Most cyclists that ride to Sugarloaf get there on Comus, just not the dirt part. It is only about another 1/2 mile of dirt but is sure is pretty what with the shade trees on both sides and the nice fields.

Then shortly after the pavement starts you make a left onto Sugarloaf for the climb that everyone knows. Nothing wrong with this part of the climb-matter of fact today it was real pretty.

But it is short and the switchbacks reduce the slope quite a bit (which afterall is why roads have them in the first place). Nice view from the top and from Bear Branch it turns out to be 5.8 miles (or 6 if you go to the west parking lot and overlook). 

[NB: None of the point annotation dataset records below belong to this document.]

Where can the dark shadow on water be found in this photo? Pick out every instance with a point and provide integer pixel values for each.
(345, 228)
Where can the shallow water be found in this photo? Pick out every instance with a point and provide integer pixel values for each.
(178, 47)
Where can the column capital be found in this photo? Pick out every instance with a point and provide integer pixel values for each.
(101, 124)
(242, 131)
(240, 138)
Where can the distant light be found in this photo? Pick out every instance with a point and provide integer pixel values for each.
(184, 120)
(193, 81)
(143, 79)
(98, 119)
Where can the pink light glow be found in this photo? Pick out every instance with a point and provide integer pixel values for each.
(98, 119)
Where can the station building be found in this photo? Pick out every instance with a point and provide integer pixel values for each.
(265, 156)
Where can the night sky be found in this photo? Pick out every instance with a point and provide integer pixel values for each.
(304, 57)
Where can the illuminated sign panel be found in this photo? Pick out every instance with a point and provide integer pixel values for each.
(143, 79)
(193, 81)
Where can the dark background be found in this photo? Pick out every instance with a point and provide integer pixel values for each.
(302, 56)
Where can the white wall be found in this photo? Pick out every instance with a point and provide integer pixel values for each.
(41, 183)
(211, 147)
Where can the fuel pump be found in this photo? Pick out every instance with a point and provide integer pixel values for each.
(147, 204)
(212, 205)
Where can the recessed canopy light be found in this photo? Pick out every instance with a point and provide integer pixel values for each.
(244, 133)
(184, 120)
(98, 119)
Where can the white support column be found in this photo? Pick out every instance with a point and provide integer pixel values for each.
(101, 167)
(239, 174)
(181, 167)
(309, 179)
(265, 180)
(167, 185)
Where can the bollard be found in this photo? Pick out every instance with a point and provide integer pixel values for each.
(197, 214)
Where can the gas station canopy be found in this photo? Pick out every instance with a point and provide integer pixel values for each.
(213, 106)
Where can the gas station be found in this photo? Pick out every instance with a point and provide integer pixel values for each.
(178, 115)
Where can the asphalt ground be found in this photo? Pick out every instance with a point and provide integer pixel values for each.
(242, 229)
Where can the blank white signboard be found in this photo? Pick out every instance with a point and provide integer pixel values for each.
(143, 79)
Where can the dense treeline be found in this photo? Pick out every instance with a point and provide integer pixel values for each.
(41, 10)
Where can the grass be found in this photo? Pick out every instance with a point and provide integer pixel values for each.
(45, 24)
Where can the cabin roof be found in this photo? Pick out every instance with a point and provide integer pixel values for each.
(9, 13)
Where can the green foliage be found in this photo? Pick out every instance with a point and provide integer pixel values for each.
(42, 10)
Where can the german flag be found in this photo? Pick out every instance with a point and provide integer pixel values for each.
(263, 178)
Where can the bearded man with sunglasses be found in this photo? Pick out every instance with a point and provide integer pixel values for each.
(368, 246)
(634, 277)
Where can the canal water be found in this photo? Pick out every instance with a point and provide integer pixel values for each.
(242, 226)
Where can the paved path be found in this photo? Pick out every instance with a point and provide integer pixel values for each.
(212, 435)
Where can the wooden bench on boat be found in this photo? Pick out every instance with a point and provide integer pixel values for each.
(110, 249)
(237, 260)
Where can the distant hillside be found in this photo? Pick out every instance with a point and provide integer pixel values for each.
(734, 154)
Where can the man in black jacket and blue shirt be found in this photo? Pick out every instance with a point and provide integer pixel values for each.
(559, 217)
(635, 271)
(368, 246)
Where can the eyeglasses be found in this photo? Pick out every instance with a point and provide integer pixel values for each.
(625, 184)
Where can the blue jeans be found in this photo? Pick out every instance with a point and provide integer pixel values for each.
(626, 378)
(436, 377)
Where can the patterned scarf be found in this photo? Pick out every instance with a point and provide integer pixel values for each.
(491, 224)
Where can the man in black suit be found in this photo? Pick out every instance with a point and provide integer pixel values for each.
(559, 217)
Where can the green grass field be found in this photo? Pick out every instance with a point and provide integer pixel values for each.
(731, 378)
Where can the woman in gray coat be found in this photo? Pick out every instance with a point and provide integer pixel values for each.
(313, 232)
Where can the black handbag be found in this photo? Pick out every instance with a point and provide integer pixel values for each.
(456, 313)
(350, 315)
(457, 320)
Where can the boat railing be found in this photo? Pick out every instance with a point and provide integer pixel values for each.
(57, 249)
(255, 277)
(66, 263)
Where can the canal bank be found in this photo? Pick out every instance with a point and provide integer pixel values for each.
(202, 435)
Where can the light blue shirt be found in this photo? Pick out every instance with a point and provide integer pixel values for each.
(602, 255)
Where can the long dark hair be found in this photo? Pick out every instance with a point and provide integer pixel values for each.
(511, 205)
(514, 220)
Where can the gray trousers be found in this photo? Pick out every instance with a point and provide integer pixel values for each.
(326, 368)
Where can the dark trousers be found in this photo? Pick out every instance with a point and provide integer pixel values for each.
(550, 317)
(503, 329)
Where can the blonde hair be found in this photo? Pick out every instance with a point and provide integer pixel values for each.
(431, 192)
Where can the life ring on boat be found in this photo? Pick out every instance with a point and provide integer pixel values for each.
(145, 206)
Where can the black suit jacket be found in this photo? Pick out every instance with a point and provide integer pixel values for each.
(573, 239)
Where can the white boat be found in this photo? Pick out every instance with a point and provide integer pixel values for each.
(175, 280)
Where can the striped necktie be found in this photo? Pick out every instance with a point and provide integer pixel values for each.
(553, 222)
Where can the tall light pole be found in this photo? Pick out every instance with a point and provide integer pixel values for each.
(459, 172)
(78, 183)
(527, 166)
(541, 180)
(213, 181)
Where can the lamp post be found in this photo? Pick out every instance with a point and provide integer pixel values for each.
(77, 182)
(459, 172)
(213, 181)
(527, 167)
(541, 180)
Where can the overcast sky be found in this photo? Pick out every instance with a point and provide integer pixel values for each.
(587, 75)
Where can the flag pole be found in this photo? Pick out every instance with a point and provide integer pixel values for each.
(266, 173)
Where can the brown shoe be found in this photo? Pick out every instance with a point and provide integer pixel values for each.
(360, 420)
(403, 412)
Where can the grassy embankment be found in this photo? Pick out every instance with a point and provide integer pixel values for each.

Kind of a fun downhill too but short and before you know it you are at the start again (I don't even want to think about the folks that drive to the climb for a 2 or 3 mile ride :mad2: ).

Now, any questions?


----------



## ChuckUni (Jan 2, 2003)

Looks sweet. How many feet does that go up?


----------



## DrRoebuck (May 10, 2004)

Was going to ask. Judging from the photo at the top, it seems to be about 1500 ft. I'm prepared to be sooo wrong.

MB ... that looks like an awesome ride. Once you're at the top can you continue on?


----------



## Huckwheat (May 17, 2007)

Nice shots....thanks for sharing.


----------



## bigpinkt (Jul 20, 2006)

Ugh, I am bummed I missed the fun. the pics look great. Maybe next year

Barely made it back to the hotel, and slept for most of the day.


----------



## MB1 (Jan 27, 2004)

DrRoebuck said:


> ....Once you're at the top can you continue on?


The top of the climb (the part that most riders know) is a one-way loop. Fairly narrow and twisty in sections and it has a 15mph speed limit (cyclists easily pass cars on the downhill). There are 4 roads (2 are dirt) that meet at the base of the loop so a cyclist has lots of options from there.


----------



## dingster1 (Jul 2, 2006)

Sugarloaf is closed to bikes starting this month thru Oct isn't it?


----------



## MB1 (Jan 27, 2004)

dingster1 said:


> Sugarloaf is closed to bikes starting this month thru Oct isn't it?


 The roads are public and are always open (the top one-way loop is private and can be closed but rarely is). There are restrictions on mountain bike use of the trails but that doesn't effect this ride.


----------



## undies (Oct 13, 2005)

Very nice, as usual. Was the traffic as absent as it appears in your photos? Looks like a fun area in which to ride.


----------



## MB1 (Jan 27, 2004)

undies said:


> Very nice, as usual. Was the traffic as absent as it appears in your photos? Looks like a fun area in which to ride.


Traffic varies but yesterday we were only passed by one car in the 10 miles or so we rode around Sugarloaf. It can get pretty busy on the 4th of July weekend and in the Fall when the leaves turn.


----------



## theBreeze (Jan 7, 2002)

Sweet. So nice to see Miss M from the front!


----------



## shog (Feb 27, 2006)

Looks like a nice ride - is there somewhere handy to park near the start of the route you listed ? I'm going to be driving through that area the week after memorial day.

Shog


----------



## MB1 (Jan 27, 2004)

shog said:


> Looks like a nice ride - is there somewhere handy to park near the start of the route you listed ? I'm going to be driving through that area the week after memorial day.
> 
> Shog


They are all country roads so you can pretty much pull off and park anywhere you want that there is room. At the paved intersection of Comus, Sugarloaf Mountain Road and Mt Ephraim there is parking for 10 cars or so (usually empty during the week and full on weekends).


----------



## Mosovich (Feb 3, 2004)

*Finally...*

I like these type ride reports better than your DC ones! Please, post more of your epic weekend adventure pics!!!


----------



## BobH (Jul 6, 2006)

*Excellent pictures...*

I will have to try this. Over the years we have driven up there many times. This is a great trip to make with kids. The short hike to the top is just right for them. Some nice folk used to run a small concession near the top parking lot in the fall. Great for a snack. Living in Virginia, we would take them on White's Ferry for a great family outing.


----------